Key indicators and inflection points for embedded engineers and IT

January 19, 2018

News

This sets the stage in 2018 to progress the Internet of Things (IoT) trend from a grouping of technical embedded device, network, and cloud capabilities to a mesh capable of paradigm-altering results.

The Gartner Group’s now-famous “Hype Cycle” research methodology and resulting graph sets an important foundation for understanding historical events and emerging trends in the technology market space. The graph is predicated on walking a certain technology from its innovation trigger point through inflated expectations (i.e., market claims that the technology will be worth billions and solve every existing problem), to the trough of disillusionment (i.e., there are too many holes or issues with the technology to do anything useful), through the slope of enlightenment (i.e., hey, we can solve these issues and do a proof of concept that shows the technology is useful for this application!), and, finally, the plateau of productivity (i.e., the hype is over, it’s being used, and generating revenue in specific markets and applications).


Figure 1. Gartner’s Hype Cycle graph.

In Gartner’s “Top 10 Strategic Technology Trends for 2018,” the first three trends listed are:

1.  Artificial intelligence (AI) foundation – Decision making, changing business models and ecosystems, and remaking customer experience depends on machine learning and cloud solutions that can make sense of data

2.  Intelligent applications and analytics – Gartner asserts that “over the next few years, every app, application, and service will incorporate AI at some level.” These applications are foundational components of technologies ranging from embedded systems to cloud services.

3.  Intelligent “things” – What many industries have coined “smart sensors” or “smart devices” are really connected embedded systems that provide information and execute new tasks based on cloud analysis.

Gartner goes on to say that this relationship isn’t going to simply look like a chain from embedded smart device to network to cloud and back. These systems will actually interconnect a “swarm of collaborative intelligent things” that will “work together, either independently or with human input.”

This sets the stage in 2018 to progress the Internet of Things (IoT) trend from a grouping of technical embedded device, network, and cloud capabilities to a mesh capable of paradigm-altering results.

The evolution is not just technology

Technology advancements are just one enabling factor.

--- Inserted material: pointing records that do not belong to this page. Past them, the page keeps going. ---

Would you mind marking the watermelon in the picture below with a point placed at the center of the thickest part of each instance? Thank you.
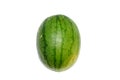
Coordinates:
(58, 42)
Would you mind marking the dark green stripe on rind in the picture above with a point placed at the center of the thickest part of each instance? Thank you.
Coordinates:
(60, 42)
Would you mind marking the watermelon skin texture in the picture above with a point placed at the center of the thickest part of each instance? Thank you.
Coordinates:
(58, 42)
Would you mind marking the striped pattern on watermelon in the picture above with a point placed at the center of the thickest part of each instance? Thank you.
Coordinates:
(58, 42)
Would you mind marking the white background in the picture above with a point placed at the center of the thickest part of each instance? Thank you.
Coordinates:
(99, 25)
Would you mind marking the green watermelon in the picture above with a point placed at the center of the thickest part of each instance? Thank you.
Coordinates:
(58, 42)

Today’s technology also requires domain expertise in embedded, networking, and enterprise/IT cloud. This is causing an interesting shift that is not just affecting embedded engineering organizations, but IT organizations and the staffing services companies that support them as well.

Vanick Digital illustrates how IT/enterprise organizations are changing to address the entrance of embedded and IoT in the enterprises they serve. Particularly interesting is the prominence of their API management initiatives, which illustrates the need for enterprises to manage APIs beyond the traditional IT realm. These APIs may address smart systems or devices that require an understanding of embedded systems, as well as the networks that connect them to the enterprise. This is a trend that will not only continue to evolve, but become commonplace for enterprise-oriented technology services companies.

NexTech Solutions is a staffing solutions company that specializes in the placement of contract and permanent employees in the technology and accounting/finance arenas. While they compete with national staffing firms, their smaller size gives them the ability to adjust to paradigm-shifting trends more quickly than national agencies.

IT staffing is no longer a laundry list of Microsoft enterprise software and databases/mainframes. While those still exist, what’s evident from NexTech’s staffing capabilities is the extension and support for a new breed of IT systems engineer that understands embedded and networking environments – both corporate and LAN/WAN. Positions like “Network Engineering and Administration,” “Project Management,” and “Software Development and Engineering” positions are on this list, all with a dimension of being able to understand, deploy, write software for, and manage projects relating to IoT and new enterprise systems that bring businesses closer to their customers that use smart devices, networks, and cloud applications.

Trends point toward 2018 being an inflection point

IoT systems are rolling out in many industries, and embedded technologists have been working with networking and cloud engineers to create version 1.0 of IoT systems. While technologies, systems, and processes have been fined tuned in the embedded space for many years now, IT companies and staffing organizations are showing that mainstream enterprise environments are starting their shift towards supporting the IoT and its new set of challenges.